DOS MITOS AMAZÔNICOS AO PENSAMENTO GEOGRÁFICO


DOS MITOS AMAZÔNICOS AO PENSAMENTO GEOGRÁFICO

Desde a passagem dos primeiros viajantes europeus, nos relatos e representações produzidos, até os atuais discursos, seja na mídia, escolas, ou corriqueiras conversas do dia-a-dia, persiste a idéia de enxergar a Amazônia pela temática ambiental.
A partir de discursos alheios à realidade local, o espaço amazônico passa a ser adjetivado através do exotismo, onde os “encantos”, “riquezas” e “mistérios” começam a se perpetuar no imaginário da população brasileira, a partir de idéias que vêem a região com uma ótica e uma lógica vindas de “fora”. Essas imagens idealizadas sobre a Amazônia alçadas ao senso comum, passam a povoar nosso inconsciente, onde os mitos criados ganham força e consistência duradoura.
Como dizia Armando Mendes já em 1974 em seu livro A Invenção da Amazônia, a imagem da região foi construída de fora para dentro, priorizando a paisagem, mas deixando invisíveis os seres humanos que aqui vivem.
Esses mitos sobre a Amazônia capturam parte significativa da realidade, pois são pautados na grandiosidade natural inegável da região, que alimenta delírios e deságuam em mitos que simplificam a realidade.
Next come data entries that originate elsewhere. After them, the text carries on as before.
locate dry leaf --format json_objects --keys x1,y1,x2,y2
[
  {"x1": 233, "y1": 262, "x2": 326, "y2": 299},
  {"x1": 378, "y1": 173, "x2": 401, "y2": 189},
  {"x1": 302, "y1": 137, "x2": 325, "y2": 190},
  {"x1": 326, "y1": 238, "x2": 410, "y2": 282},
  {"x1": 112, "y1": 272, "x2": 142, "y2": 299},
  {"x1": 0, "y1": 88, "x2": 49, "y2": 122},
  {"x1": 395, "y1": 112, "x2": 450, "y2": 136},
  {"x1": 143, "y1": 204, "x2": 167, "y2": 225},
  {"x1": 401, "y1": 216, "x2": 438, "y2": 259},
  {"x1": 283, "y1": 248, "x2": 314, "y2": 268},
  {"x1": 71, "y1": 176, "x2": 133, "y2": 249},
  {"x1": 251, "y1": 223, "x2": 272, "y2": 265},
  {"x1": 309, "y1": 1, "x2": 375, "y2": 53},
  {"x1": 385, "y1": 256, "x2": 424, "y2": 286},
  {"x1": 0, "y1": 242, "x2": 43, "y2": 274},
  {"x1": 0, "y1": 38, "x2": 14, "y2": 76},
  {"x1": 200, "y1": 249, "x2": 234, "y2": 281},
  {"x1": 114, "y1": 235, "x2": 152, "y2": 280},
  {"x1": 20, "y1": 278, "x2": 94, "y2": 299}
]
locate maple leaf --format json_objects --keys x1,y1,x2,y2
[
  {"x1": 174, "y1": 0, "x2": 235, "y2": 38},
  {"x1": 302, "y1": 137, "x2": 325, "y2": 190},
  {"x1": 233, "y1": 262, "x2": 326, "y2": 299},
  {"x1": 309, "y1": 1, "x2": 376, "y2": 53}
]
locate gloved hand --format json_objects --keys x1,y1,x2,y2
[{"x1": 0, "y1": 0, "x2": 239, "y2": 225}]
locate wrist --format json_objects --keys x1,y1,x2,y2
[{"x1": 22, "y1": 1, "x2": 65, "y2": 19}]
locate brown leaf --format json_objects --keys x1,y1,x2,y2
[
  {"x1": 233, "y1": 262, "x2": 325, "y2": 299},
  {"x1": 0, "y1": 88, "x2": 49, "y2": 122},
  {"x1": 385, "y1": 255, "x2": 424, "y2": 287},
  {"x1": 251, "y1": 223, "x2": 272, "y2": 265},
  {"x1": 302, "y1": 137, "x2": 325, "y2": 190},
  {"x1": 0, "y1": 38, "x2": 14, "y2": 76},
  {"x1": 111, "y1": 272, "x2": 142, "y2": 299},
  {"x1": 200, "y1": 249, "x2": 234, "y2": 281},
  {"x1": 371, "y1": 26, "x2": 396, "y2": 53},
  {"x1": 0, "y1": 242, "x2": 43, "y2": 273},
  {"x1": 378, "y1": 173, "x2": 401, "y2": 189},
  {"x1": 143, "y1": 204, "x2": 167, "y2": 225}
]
Exemplos não faltam, vejamos alguns mitos famosos sobre a região desde os mais antigos, Eldorado, Paraíso Perdido, Celeiro do mundo, aos mais recentes Inferno Verde, Gigante Natural, Pulmão do mundo, Vazio Demográfico, entre muitos outros...
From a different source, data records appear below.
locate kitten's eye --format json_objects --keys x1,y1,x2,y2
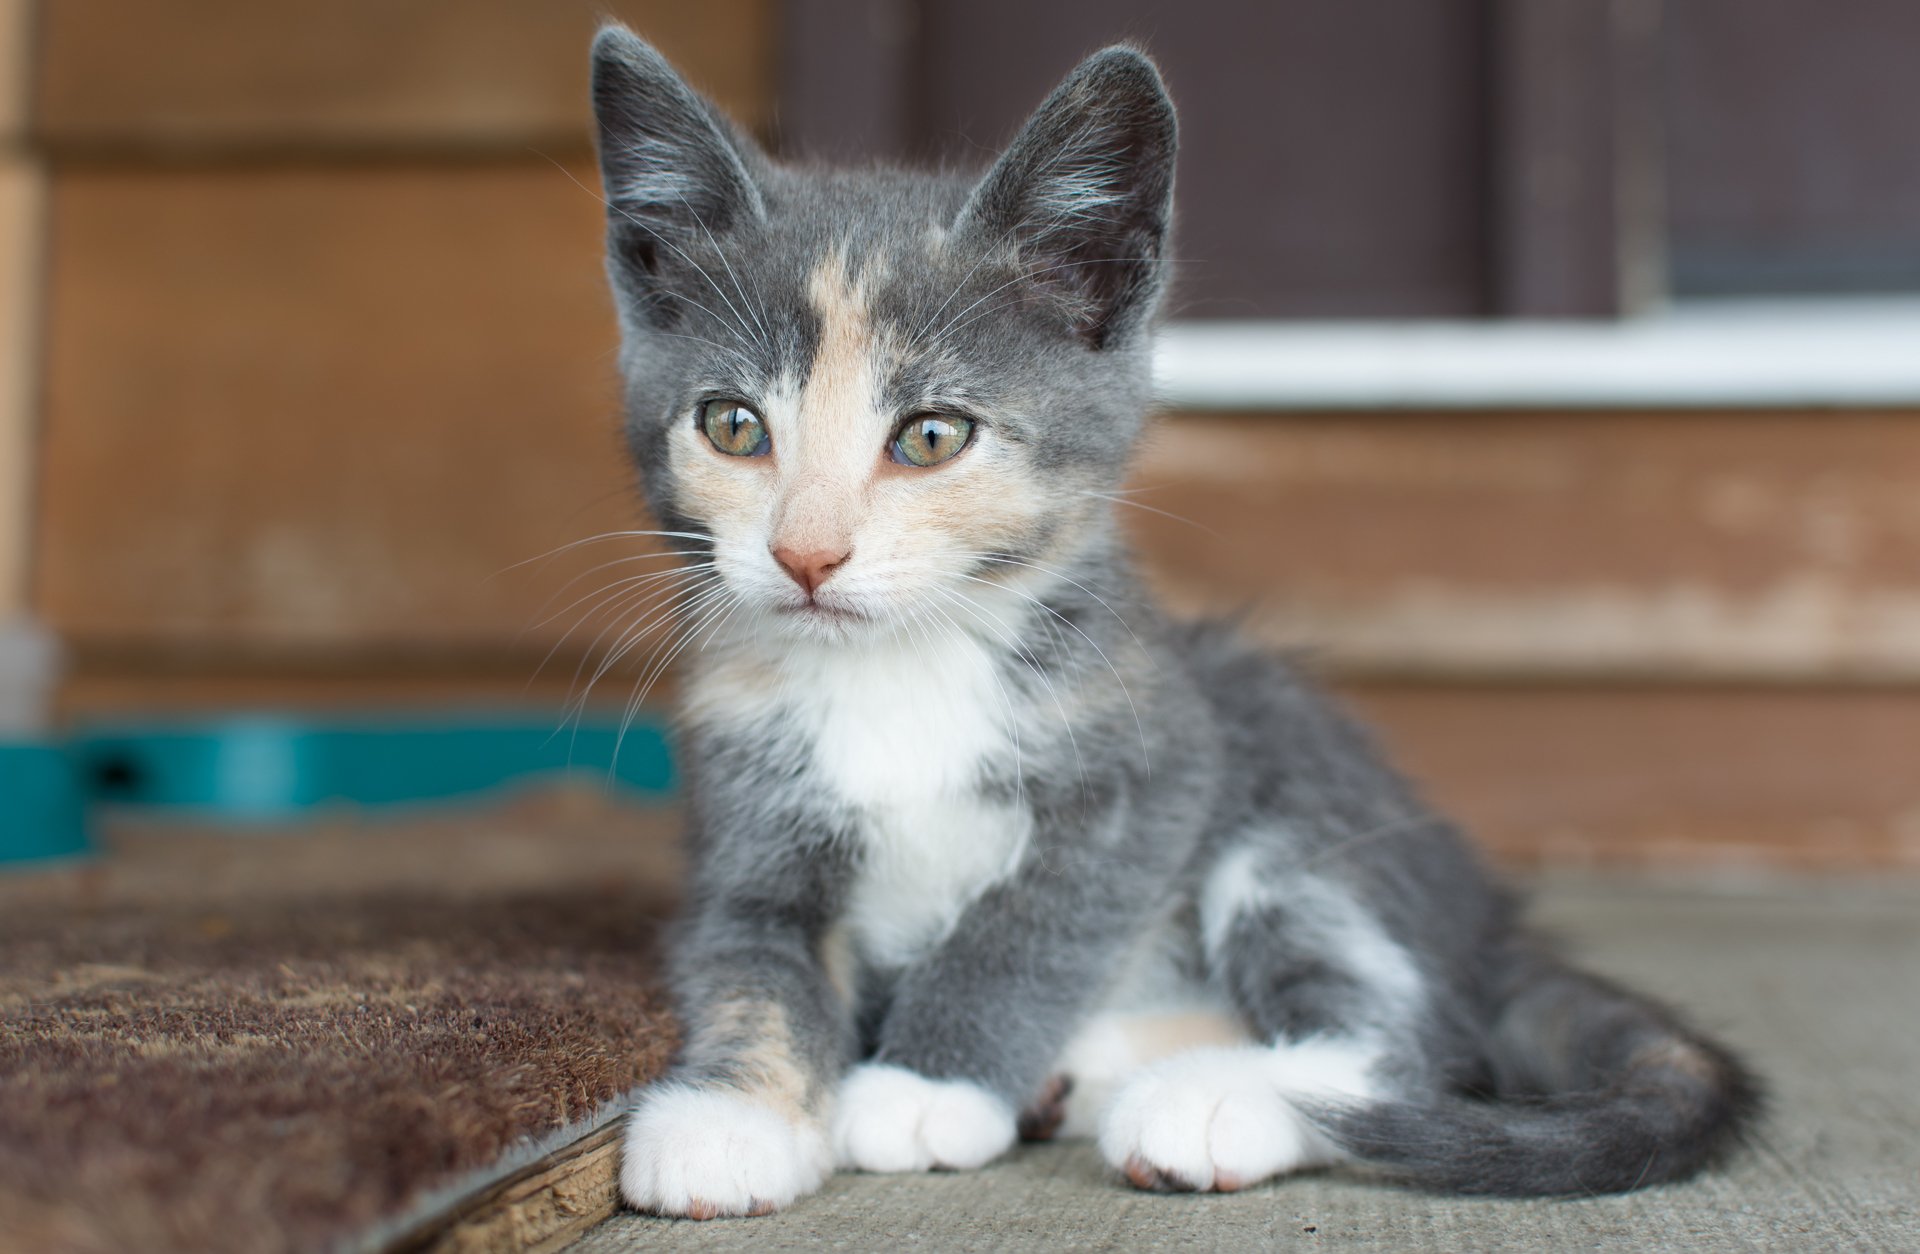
[
  {"x1": 890, "y1": 414, "x2": 974, "y2": 468},
  {"x1": 699, "y1": 400, "x2": 769, "y2": 457}
]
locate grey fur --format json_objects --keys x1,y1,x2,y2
[{"x1": 589, "y1": 25, "x2": 1757, "y2": 1206}]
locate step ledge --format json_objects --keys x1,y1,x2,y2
[{"x1": 1153, "y1": 296, "x2": 1920, "y2": 411}]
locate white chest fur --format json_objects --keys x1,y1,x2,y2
[{"x1": 690, "y1": 633, "x2": 1033, "y2": 969}]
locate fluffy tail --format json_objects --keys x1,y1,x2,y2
[{"x1": 1317, "y1": 948, "x2": 1762, "y2": 1197}]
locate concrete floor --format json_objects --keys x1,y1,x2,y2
[{"x1": 572, "y1": 877, "x2": 1920, "y2": 1253}]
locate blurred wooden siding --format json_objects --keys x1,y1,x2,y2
[
  {"x1": 38, "y1": 163, "x2": 636, "y2": 650},
  {"x1": 1, "y1": 0, "x2": 38, "y2": 616},
  {"x1": 17, "y1": 3, "x2": 1920, "y2": 871},
  {"x1": 31, "y1": 1, "x2": 771, "y2": 656},
  {"x1": 1133, "y1": 413, "x2": 1920, "y2": 683},
  {"x1": 32, "y1": 1, "x2": 776, "y2": 151}
]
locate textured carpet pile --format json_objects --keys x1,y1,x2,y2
[{"x1": 0, "y1": 806, "x2": 680, "y2": 1254}]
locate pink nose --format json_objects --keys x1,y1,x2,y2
[{"x1": 771, "y1": 545, "x2": 851, "y2": 597}]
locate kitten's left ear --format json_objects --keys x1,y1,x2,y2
[
  {"x1": 590, "y1": 25, "x2": 766, "y2": 292},
  {"x1": 954, "y1": 46, "x2": 1177, "y2": 348}
]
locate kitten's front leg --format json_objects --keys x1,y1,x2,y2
[
  {"x1": 623, "y1": 952, "x2": 848, "y2": 1217},
  {"x1": 622, "y1": 818, "x2": 857, "y2": 1218},
  {"x1": 833, "y1": 798, "x2": 1165, "y2": 1174}
]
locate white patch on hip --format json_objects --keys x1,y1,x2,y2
[
  {"x1": 832, "y1": 1062, "x2": 1017, "y2": 1173},
  {"x1": 621, "y1": 1083, "x2": 831, "y2": 1218},
  {"x1": 1199, "y1": 840, "x2": 1426, "y2": 1017},
  {"x1": 1097, "y1": 1037, "x2": 1381, "y2": 1193}
]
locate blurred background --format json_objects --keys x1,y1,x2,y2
[{"x1": 4, "y1": 0, "x2": 1920, "y2": 872}]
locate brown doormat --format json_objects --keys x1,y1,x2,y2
[{"x1": 0, "y1": 803, "x2": 682, "y2": 1254}]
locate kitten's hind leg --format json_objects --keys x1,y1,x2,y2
[{"x1": 1097, "y1": 842, "x2": 1433, "y2": 1193}]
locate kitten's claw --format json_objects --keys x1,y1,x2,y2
[
  {"x1": 621, "y1": 1083, "x2": 830, "y2": 1218},
  {"x1": 832, "y1": 1063, "x2": 1017, "y2": 1172}
]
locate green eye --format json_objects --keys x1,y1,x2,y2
[
  {"x1": 699, "y1": 400, "x2": 769, "y2": 457},
  {"x1": 890, "y1": 414, "x2": 974, "y2": 467}
]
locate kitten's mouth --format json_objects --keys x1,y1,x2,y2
[{"x1": 782, "y1": 599, "x2": 868, "y2": 624}]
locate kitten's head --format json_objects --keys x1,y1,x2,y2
[{"x1": 590, "y1": 27, "x2": 1176, "y2": 642}]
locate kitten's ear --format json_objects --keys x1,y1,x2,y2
[
  {"x1": 590, "y1": 25, "x2": 765, "y2": 285},
  {"x1": 954, "y1": 47, "x2": 1177, "y2": 348}
]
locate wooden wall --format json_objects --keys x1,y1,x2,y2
[
  {"x1": 1, "y1": 0, "x2": 38, "y2": 617},
  {"x1": 11, "y1": 3, "x2": 1918, "y2": 872},
  {"x1": 30, "y1": 1, "x2": 771, "y2": 660},
  {"x1": 30, "y1": 2, "x2": 776, "y2": 151},
  {"x1": 1126, "y1": 412, "x2": 1920, "y2": 872}
]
Assim, esses mitos são renovados ao bel prazer e a interesse de quem os produz, retornando com força e  reintroduzidos ao longo do tempo, onde a cada fase de apropriação da natureza amazônica, se torna preciso calar e minimizar as populações que aqui residem e impor a ideologia dominante.
A sensação de que há sempre algo a ser “descoberto” na Amazônia, leva a enxergarmos a região como promessa de resolver os problemas que estão fora dela. Ouro, madeira, drogas, remédios, eternas buscas do mercado global, que recentemente somam-se à água, soja, gado, biomassa e minérios, fora a biodiversidade vista como mercadoria.
Como esbravejaram alguns grupos à tempos: a Amazônia é do Brasil! Vamos aproveitar suas riquezas! Velho discurso que encontra força na “redescoberta” da região, onde a promessa atual paira na megabiodiversidade, colocada no pedestal como fonte futura das riquezas, passível de resolver todos os problemas regionais, mas constando como mais um termo que minimiza e simplifica a realidade local.
Nos meus 11 anos de magistério como professor de geografia, incontáveis foram as vezes que me deparei com pais e mães de alunos me dizendo: “mas como meu filho tirou nota baixa se geografia é só decoreba?”. Ouvir essa frase sempre me incomodou duplamente, pois sabia que meus alunos não obtiveram aprendizado suficiente, e que eu havia falhado em algum lugar, mas principalmente, por que a geografia persistia ainda em ser vista daquela maneira.   
Pois bem, aqui vai o convite para mergulharmos no Complexo da Amazônia analisado neste livro, como dizia Djalma Batista, usando a ciência geográfica como instrumento analítico das múltiplas realidades espaciais amazônicas. Biodiversidade? Sim, mas também sócio-diversidade, etno-diversidade, eco-diversidade, geo-diversidade, entre outras. Desmistificar parte das idéias errôneas sobre a região, e analisar a evolução da ocupação de seu espaço geográfico é a proposta desse livro, que visa instigar os alunos e professores a um rico debate sobre os destinos, alternativas e rumos da maior floresta tropical do planeta.
Preservação ambiental aliada aos avanços das condições sociais, geração de renda, mas principalmente distribuição de renda, melhorias urbanas (pois hoje 70% da população da Amazônia vive em cidades) mas principalmente o direito à cidade, à cultura e ao lazer, são questões e anseios de urgência frente ao depauperado quadro social amazônico agravado pelo aumento da pobreza.
 Se faz necessário buscar criativas alternativas para uma região ampla e heterogênea, mas com múltiplas vozes, democracia e participação popular. A tão recente e esperada democracia brasileira, não pode se refugiar no plano discursivo e deve ser reinventada “por baixo” e no nosso caso amazônico, “por dentro”, para não enrijecer como mito a qual ruma.
Para isso serve a geografia, para mostrar aos políticos e gestores dos distantes gabinetes de Brasília, que a Amazônia não pode nem deve ser o espaço de reserva do “desenvolvimento” predatório que avança sem critérios e sem respeito ao destino dos que aqui dependem da floresta.     
Hoje, como professor da Universidade do Estado do Amazonas sinto o anseio de repassar aos jovens estudantes que representam o futuro da Amazônia, parte do trabalho de grandes pesquisadores, que me emprestam a maior parte das idéias aqui empreendidas nesse livro me ajudando assim a derrubar mais um mito: o de que a geografia é só decoreba! Bons estudos.